The use of prizes to drive innovations is an idea that is not exploited as much as it should. One corporation that has put this idea to the firmest of tests is Netflix which put out an announcement to award the Netflix Prize of US$ 1 million to any individual or team which would draw an algorithm that would improve its ability to predict the movies that its customers would like by 10% from an existing level. A good number of teams using sophisticated mathematical and reasoning techniques have been crunching the numbers to since 2006.
Generating an improvement of 10% sounds easy until one finds that the last mile is the most difficult. NYT Magazine’s columnist, Clive Thompson traces the interesting experiment here and reports on some of the contenders for the prize, in addition to the frustrations faced by the competing teams as they try to reach the last rung. The difficulty of the task is discernible from the fact that the top team has gone through close to 95% of the tasks and yet the ultimate formula has not yielded.
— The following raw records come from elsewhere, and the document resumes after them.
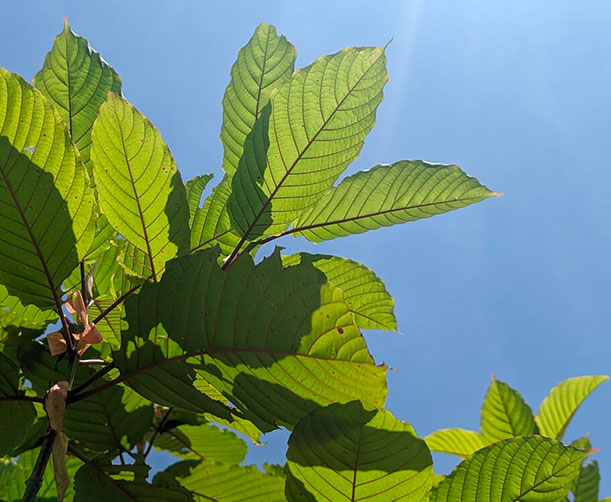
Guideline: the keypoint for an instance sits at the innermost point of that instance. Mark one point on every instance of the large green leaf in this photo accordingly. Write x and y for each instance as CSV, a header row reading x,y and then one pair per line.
x,y
505,414
277,342
314,128
46,219
112,421
211,224
16,417
558,408
263,64
202,442
344,452
528,469
386,195
139,187
460,442
364,292
13,314
101,482
220,482
76,79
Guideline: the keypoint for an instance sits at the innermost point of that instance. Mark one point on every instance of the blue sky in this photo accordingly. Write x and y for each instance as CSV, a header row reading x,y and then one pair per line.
x,y
516,93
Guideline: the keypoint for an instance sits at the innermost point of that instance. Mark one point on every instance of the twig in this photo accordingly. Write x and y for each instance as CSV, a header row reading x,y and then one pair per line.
x,y
34,482
116,303
157,430
33,399
94,362
96,376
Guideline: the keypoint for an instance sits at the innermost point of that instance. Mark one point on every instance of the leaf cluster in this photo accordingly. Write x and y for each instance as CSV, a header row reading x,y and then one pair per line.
x,y
203,341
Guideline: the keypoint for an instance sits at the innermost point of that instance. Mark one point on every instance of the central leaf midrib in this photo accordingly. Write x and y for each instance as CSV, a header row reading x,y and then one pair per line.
x,y
33,240
356,463
260,86
379,213
301,154
137,199
69,86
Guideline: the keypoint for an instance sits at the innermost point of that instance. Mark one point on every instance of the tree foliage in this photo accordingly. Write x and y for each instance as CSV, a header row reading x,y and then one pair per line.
x,y
186,327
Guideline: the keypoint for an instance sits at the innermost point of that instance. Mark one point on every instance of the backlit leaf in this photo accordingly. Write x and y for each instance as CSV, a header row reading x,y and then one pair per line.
x,y
277,342
202,442
313,127
364,292
47,205
505,414
385,195
220,482
76,79
195,188
264,63
343,452
528,469
460,442
139,187
558,408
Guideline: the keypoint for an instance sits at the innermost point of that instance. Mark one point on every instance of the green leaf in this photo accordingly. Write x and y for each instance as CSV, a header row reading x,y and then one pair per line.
x,y
586,484
16,417
364,292
344,452
277,342
211,224
42,369
460,442
528,468
202,442
47,206
557,409
386,195
505,414
122,483
13,314
263,64
14,474
76,79
194,188
139,187
112,421
314,128
219,482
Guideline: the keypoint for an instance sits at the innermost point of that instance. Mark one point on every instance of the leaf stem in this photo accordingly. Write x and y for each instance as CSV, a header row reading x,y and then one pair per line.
x,y
157,430
116,303
33,399
96,376
34,482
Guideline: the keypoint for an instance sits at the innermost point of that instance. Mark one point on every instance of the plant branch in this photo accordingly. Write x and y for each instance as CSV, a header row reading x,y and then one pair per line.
x,y
34,482
116,303
97,469
31,399
96,376
94,362
157,430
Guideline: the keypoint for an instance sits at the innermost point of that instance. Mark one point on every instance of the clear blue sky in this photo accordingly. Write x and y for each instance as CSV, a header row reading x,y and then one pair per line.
x,y
517,93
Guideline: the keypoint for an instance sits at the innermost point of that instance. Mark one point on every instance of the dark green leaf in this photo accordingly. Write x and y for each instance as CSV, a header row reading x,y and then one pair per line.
x,y
344,452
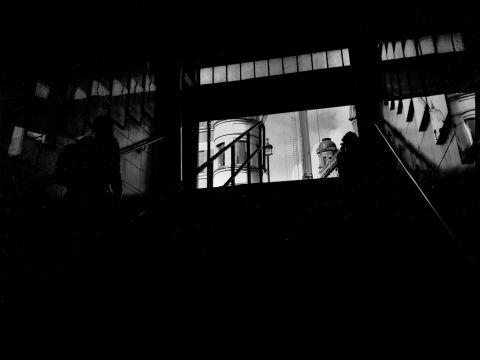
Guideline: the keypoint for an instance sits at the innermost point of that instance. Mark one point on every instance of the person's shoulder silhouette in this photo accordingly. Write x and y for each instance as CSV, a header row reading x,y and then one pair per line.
x,y
90,168
349,163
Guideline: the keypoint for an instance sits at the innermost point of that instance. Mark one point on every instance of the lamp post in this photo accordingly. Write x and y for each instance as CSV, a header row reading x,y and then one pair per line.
x,y
268,153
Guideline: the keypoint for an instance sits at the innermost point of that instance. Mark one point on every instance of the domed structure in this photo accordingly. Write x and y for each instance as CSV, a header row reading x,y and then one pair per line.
x,y
326,145
327,152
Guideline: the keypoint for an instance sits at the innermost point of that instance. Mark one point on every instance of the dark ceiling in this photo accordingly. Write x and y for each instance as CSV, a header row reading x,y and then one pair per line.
x,y
208,33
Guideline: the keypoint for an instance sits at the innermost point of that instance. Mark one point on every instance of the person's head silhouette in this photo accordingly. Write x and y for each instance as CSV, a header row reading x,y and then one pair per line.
x,y
349,140
103,126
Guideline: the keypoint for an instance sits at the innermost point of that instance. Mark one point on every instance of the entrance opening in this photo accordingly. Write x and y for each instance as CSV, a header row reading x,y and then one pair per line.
x,y
299,145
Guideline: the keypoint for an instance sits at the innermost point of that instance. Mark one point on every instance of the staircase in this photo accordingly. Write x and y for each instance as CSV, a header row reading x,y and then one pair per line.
x,y
279,268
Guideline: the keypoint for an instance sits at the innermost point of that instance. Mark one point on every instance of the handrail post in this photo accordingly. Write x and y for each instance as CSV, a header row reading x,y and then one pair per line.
x,y
249,175
260,156
210,164
232,164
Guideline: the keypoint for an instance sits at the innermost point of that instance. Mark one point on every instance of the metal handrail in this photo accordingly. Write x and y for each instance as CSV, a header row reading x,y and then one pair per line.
x,y
410,175
242,166
140,144
209,161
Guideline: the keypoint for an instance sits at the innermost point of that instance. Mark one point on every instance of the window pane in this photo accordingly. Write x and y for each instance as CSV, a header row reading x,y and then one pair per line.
x,y
221,158
261,68
426,45
241,150
247,70
398,51
458,42
305,62
320,60
201,157
275,66
410,48
334,58
346,57
390,53
233,72
290,64
444,43
205,76
202,136
384,52
219,74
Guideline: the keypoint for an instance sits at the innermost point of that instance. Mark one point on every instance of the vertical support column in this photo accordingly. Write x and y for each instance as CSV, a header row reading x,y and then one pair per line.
x,y
167,122
261,143
210,165
249,170
232,163
366,67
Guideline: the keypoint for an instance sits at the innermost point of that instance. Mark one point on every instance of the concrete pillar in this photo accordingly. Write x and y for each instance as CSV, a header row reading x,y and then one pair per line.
x,y
167,161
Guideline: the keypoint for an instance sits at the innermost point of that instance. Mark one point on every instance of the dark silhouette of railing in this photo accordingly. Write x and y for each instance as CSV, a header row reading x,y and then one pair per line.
x,y
415,182
234,169
141,145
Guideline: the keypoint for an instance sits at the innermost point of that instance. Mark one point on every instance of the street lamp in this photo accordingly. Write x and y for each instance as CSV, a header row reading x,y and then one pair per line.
x,y
268,153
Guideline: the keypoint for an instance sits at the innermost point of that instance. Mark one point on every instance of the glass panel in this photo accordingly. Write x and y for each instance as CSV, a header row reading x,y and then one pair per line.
x,y
346,57
206,76
305,62
221,158
261,68
219,74
444,43
398,53
241,149
320,60
247,70
202,137
233,72
410,48
384,52
275,66
426,45
290,64
202,157
334,58
458,42
390,53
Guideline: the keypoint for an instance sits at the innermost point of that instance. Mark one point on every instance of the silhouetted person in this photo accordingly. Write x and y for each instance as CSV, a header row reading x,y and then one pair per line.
x,y
90,168
349,158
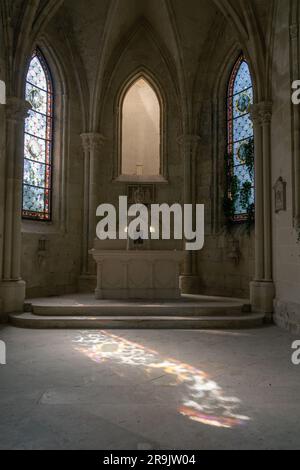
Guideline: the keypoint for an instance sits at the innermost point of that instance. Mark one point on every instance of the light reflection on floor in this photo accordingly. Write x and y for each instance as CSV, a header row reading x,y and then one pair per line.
x,y
202,399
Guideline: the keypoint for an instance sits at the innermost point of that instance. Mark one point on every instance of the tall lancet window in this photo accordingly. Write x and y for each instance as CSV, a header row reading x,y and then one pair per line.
x,y
141,131
240,144
37,176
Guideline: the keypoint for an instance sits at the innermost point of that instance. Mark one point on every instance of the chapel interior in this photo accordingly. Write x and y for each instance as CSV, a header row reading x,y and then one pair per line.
x,y
166,102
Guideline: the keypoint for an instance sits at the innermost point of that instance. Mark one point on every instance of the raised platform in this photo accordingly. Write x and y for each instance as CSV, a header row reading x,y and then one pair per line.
x,y
189,312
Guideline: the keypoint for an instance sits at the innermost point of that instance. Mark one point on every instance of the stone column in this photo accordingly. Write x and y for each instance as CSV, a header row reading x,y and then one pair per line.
x,y
262,288
294,39
259,214
189,144
92,144
12,288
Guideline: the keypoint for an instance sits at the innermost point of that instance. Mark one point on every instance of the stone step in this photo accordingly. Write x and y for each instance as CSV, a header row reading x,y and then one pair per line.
x,y
181,308
29,320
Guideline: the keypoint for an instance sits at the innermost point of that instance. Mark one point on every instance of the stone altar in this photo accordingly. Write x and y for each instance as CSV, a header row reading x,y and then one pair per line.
x,y
136,274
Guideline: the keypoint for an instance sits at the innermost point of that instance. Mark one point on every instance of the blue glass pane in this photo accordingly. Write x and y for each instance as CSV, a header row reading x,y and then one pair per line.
x,y
35,149
34,174
37,98
36,124
242,128
242,102
243,78
33,199
36,75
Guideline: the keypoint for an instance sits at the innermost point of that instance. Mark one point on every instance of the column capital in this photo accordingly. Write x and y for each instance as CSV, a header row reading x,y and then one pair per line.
x,y
266,108
17,109
92,141
189,140
261,113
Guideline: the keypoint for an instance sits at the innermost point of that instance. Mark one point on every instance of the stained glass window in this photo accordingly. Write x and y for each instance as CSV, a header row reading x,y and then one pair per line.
x,y
37,176
240,152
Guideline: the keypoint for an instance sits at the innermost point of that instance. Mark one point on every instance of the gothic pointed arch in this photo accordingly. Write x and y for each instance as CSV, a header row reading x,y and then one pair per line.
x,y
240,144
38,141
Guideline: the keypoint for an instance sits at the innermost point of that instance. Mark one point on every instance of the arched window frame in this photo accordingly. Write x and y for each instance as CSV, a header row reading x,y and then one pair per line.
x,y
48,143
146,75
234,164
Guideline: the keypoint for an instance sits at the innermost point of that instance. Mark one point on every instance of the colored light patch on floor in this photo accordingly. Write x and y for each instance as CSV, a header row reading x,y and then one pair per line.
x,y
202,399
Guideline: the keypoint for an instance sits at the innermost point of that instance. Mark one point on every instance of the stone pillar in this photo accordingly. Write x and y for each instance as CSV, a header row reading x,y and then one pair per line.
x,y
92,144
12,288
189,281
262,288
259,214
294,39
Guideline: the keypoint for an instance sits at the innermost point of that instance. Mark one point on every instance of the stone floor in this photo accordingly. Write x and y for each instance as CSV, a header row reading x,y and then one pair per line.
x,y
149,390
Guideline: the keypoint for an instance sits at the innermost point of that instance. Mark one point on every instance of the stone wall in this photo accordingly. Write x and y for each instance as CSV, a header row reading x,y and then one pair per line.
x,y
286,249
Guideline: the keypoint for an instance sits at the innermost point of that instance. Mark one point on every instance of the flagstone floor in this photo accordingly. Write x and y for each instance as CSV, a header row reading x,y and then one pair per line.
x,y
149,390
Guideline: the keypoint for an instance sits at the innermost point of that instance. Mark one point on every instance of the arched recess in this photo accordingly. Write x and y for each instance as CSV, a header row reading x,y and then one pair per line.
x,y
125,171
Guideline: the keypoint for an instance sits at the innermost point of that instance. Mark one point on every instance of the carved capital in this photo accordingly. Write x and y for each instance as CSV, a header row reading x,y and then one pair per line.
x,y
189,140
266,112
92,141
17,110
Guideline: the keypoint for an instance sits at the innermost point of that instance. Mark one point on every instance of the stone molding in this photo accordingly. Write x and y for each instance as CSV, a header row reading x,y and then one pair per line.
x,y
92,141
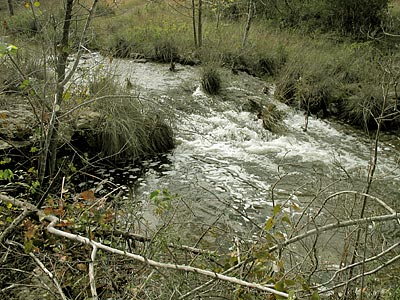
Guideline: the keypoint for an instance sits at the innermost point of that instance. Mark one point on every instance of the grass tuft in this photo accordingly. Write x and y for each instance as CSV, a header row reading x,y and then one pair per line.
x,y
211,80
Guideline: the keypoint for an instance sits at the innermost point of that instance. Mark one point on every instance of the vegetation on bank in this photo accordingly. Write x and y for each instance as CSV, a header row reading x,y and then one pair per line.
x,y
329,58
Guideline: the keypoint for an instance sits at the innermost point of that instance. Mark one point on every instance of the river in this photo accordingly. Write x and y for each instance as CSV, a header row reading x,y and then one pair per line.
x,y
226,165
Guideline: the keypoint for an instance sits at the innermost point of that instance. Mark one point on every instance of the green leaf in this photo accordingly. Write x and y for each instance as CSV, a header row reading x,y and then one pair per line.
x,y
277,209
286,219
279,286
269,224
315,295
67,96
12,49
34,149
3,50
154,194
292,295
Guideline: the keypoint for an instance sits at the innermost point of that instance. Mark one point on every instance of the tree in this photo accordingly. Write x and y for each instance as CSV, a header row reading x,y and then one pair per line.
x,y
10,7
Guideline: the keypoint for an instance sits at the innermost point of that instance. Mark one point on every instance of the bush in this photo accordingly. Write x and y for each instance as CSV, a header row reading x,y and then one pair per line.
x,y
125,129
211,81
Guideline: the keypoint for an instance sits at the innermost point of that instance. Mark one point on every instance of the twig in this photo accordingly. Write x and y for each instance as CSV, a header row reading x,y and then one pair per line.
x,y
385,264
372,258
332,226
13,225
86,241
45,270
91,274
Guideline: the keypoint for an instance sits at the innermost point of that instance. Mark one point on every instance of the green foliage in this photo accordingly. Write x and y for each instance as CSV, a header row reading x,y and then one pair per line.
x,y
210,80
356,18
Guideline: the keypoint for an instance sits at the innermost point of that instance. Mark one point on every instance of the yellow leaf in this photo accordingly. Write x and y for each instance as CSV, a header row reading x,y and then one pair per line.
x,y
269,224
88,195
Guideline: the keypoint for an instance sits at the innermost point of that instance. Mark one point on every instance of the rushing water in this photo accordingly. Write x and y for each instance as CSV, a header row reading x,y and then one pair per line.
x,y
225,162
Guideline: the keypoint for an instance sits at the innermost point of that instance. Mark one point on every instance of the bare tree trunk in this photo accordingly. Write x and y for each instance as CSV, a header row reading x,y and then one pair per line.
x,y
194,23
248,23
11,7
49,151
200,25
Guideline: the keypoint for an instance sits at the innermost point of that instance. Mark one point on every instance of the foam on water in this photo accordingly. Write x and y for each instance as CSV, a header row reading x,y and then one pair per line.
x,y
223,152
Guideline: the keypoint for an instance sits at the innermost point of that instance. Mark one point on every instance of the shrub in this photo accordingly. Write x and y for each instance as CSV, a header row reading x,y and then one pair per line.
x,y
211,81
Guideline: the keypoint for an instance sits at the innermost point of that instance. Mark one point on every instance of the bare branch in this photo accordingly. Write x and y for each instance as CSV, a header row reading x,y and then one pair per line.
x,y
54,220
14,224
339,224
45,270
91,274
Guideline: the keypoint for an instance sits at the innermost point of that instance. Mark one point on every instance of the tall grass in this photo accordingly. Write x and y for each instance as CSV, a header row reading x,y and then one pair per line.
x,y
128,129
318,72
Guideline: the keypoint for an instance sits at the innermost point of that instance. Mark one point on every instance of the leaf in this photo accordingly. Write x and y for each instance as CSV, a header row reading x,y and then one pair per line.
x,y
81,267
277,209
269,224
154,194
315,295
67,96
286,219
88,195
48,210
3,50
279,286
292,295
34,149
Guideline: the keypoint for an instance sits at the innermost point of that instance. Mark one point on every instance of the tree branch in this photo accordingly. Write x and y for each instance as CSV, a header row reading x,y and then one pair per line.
x,y
86,241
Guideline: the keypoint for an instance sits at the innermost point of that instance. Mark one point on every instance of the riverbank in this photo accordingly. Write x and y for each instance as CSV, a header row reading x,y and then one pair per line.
x,y
349,76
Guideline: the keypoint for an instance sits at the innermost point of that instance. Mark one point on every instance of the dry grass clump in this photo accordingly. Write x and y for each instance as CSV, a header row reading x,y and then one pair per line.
x,y
128,129
272,118
211,80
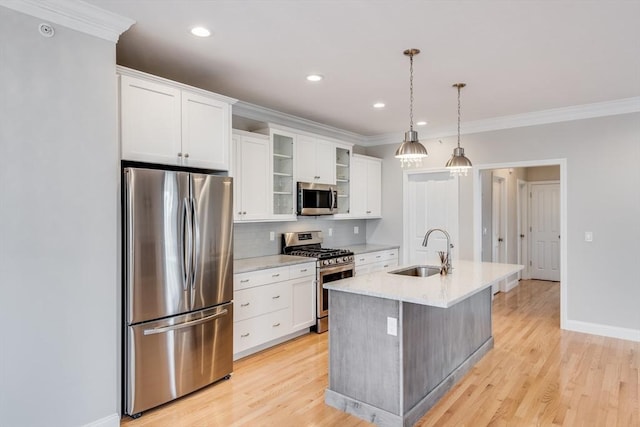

For any student of applied economics, it is interesting to note that the corporation defined the task by building in one large ultimate prize and periodic prizes to keep the motivation of the teams. Secondly, the information that each team generates is soon available to the others and that helps to increase the overall amount of knowledge that is generated. The most fascinating fact though is that a number of teams are comprised of professionals who work on the problem on a part time basis or teams constituted in academia.
While I am neither good with models nor writing computer code, I intend to enter the contest on my own just so I may gain access to that interesting database of movies. I think that it can be used in many more ways than just cracking the 10% improvement threshold.
This Netflix approach is not new in principle but the results will perhaps change public views on how longstanding technical problems could be tackled. Regarding the subject here, I venture that one of the teams will crack the threshold before the prize expires.